My name is Jessica Danielle Fryman, but I also answer to Fatoumata Camara.

I know three languages, the third being a tribal tongue less than one percent of the world speaks. I like to run even though I’m not that good at it. I read a lot. And I once published a book I wrote, setting all the type by hand on an old-fashioned printing press. I’m an avid traveler and amateur photographer. I’m also a master spider-killer and possess the ability to stalk my prey without the squeamish screams of my former urban life.
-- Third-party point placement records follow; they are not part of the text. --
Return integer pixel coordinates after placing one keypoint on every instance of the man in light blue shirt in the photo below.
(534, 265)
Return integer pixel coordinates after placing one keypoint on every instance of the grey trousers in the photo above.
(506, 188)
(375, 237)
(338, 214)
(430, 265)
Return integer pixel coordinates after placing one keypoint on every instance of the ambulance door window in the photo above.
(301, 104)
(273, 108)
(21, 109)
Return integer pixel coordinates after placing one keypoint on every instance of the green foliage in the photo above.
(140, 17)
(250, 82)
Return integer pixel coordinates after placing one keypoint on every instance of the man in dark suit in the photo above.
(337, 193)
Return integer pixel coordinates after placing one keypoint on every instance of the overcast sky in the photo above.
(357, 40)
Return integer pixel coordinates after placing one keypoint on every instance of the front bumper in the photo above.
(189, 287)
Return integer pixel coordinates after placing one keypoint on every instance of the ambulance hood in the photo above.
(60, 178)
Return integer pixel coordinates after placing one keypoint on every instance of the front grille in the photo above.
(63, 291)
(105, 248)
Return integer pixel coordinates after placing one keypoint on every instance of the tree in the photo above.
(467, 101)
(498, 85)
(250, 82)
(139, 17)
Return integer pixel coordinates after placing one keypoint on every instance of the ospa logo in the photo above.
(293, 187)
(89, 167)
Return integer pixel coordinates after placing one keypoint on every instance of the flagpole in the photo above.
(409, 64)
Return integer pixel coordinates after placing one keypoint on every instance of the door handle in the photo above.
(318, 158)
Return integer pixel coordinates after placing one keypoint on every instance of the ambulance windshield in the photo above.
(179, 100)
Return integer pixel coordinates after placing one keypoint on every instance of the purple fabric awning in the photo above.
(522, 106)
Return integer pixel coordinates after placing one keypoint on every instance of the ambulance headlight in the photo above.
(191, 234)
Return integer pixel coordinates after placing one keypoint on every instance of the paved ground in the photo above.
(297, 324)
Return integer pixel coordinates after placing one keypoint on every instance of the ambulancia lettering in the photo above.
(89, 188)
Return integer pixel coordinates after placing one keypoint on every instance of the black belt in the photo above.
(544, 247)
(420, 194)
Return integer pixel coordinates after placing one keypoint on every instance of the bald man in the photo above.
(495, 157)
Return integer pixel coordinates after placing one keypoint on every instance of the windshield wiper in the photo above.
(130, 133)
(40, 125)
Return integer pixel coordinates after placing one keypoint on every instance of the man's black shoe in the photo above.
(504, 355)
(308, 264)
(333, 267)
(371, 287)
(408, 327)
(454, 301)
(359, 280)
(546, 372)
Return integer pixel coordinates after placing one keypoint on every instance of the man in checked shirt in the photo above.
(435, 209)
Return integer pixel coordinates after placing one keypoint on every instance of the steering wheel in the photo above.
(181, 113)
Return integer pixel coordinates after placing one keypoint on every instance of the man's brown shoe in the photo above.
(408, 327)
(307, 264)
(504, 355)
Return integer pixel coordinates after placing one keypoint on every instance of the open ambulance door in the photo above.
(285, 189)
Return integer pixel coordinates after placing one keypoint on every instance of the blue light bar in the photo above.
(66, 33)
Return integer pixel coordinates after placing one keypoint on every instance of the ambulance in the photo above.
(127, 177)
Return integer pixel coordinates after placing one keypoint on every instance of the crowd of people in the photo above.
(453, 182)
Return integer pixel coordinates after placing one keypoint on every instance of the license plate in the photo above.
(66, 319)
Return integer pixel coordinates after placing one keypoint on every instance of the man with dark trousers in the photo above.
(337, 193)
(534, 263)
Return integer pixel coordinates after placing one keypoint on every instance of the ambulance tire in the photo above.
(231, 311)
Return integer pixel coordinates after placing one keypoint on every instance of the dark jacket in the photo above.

I’m originally from Las Vegas, a city with more people than the entire country where I currently live. I now reside in a two-room concrete house with a tin roof and a ceiling made of rice bags. I eat with my hand out of a shared food bowl. I walk down a dirt road to fetch my water and carry it home in a bucket on my head. And yes, I even poop in a hole in the ground.

Read more about me here.

About The Gambia


The Gambia, known as "The Smiling Coast of Africa," is the smallest country on the continent's mainland. Just 210 miles long and no more than 30 miles at its widest point, The Gambia carves out a space in Senegal on either side of the picturesque Gambia River.
Although many regional languages are spoken, the official language is English. A majority of the 1.8 million people are Muslim. About a third of the population lives below the international poverty line on less than US $1.25 per day.